Flowers on Valentine's Day? It's a lovely tradition, and I enjoy a gorgeous bouquet as much as anyone. I also do my best to remember — and support — the workers behind the enormous global flower trade.
They are mostly women, many of whom work in Colombia and Ecuador. They toil long hours for low wages, and too often brave exposure to pesticides known to be harmful to their health and the health of their children. They deserve our support.
More than 60% of the flowers imported to the U.S. are produced in Colombia. In Ecuador, the cut-flower industry is the country’s third most valuable export, behind oil and bananas.
A study of the impacts of pesticides on children in flower growing communities of Ecuador showed that exposure to the predominant class of pesticides used — the neurotoxic organophosphate and carbamate pesticides — is associated with poorer neurobehavioral development. The study also suggested that malnourishment may substantially increase vulnerability to neurobehavioral effects of pesticide exposure.
Exposure to harmful pesticides is just one piece of the story. The injustices faced by women workers in the flower sector are well documented in the reports Gendered Injustice from USLEAP (U.S. Labor in the Americas Education Project) and Fairness in Flowers from the International Labor Rights Forum (ILRF).
How can we help? Annie Leonard shows us a few things in her provocative piece Don't Be Stupid, Cupid: How to Show Your Love Responsibly. Other options include shopping for the Veriflora label that represents a certification system administered by the Scientific Certification Systems.
Veriflora supports fair labor practices by requiring transparency in the flower supply chain from farm to market.

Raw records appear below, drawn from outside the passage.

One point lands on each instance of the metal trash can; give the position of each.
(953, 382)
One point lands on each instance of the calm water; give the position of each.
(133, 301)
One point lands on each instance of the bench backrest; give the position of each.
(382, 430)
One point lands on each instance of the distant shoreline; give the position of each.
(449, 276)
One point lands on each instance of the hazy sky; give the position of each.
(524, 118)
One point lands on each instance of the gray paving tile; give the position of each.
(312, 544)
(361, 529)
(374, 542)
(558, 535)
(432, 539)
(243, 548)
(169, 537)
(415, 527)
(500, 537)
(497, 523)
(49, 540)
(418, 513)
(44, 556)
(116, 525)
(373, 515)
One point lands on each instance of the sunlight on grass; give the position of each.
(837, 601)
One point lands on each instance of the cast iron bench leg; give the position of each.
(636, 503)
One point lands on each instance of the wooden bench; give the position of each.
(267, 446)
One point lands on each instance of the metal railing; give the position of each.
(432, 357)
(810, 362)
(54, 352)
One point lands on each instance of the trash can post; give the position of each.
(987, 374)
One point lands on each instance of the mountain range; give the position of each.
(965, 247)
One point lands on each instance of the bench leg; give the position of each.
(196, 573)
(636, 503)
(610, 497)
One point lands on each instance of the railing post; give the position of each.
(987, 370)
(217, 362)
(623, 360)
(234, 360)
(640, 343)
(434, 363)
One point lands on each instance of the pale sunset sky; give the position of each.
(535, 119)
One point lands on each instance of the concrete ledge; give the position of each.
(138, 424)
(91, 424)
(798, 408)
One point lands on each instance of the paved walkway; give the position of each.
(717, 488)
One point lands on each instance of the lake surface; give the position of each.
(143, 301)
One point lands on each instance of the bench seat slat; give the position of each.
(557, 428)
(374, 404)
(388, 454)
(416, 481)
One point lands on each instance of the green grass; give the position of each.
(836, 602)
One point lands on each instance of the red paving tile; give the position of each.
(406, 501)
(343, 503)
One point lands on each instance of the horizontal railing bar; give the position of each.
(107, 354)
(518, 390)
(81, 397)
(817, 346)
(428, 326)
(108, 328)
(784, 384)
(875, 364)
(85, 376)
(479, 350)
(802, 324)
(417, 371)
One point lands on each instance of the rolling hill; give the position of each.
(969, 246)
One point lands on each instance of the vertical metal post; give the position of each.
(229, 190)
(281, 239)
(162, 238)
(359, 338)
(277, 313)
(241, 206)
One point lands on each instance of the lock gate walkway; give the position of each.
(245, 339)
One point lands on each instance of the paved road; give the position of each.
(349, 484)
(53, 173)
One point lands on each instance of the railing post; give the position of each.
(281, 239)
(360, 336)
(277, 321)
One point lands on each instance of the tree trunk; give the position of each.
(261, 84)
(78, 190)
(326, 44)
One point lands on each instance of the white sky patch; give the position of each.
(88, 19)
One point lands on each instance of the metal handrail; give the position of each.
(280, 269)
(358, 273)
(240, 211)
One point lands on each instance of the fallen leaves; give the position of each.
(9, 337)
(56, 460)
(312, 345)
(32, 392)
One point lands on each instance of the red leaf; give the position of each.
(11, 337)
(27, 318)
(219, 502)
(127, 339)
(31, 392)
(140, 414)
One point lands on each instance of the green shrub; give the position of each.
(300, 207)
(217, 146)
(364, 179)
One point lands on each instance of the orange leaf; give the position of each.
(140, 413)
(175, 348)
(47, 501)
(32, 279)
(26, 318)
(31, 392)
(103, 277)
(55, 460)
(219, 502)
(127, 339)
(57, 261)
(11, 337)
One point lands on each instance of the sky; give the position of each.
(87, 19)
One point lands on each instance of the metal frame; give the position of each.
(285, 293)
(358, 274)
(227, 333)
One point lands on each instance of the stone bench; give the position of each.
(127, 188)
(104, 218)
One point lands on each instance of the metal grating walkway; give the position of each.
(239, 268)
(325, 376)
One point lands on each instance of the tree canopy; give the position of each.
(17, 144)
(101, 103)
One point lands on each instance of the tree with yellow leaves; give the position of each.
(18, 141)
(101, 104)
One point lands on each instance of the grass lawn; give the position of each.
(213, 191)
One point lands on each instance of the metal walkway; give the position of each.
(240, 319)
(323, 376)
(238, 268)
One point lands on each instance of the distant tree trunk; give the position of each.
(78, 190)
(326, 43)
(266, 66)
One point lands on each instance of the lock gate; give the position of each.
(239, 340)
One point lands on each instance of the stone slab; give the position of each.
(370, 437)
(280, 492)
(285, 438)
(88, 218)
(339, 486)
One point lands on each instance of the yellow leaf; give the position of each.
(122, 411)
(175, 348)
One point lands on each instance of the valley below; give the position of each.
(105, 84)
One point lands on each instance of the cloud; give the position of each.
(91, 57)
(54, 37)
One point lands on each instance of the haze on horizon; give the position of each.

Veriflora also promotes integrated pest management and reduced dependence on pesticides, giving consumers assurance that growers are lowering the risk of exposing workers to harmful pesticides.
If you want to go a step further, join us in supporting our long-time PAN colleagues at Cactus Corporation, USLEAP and ILRF as they work alongside Colombian unions to establish an International Flower Workers' Day. Such recognition would shine light on the hundreds of thousands of flower workers who continue to suffer while working in a tremendously profitable industry.
And as you enjoy your flowers today, you can send a message to the Colombian Labor Minister, urging him to crack down on employers in the flower industry who fail to respect worker rights. It's a very powerful way to thank the women whose labor brought you that gorgeous bouquet.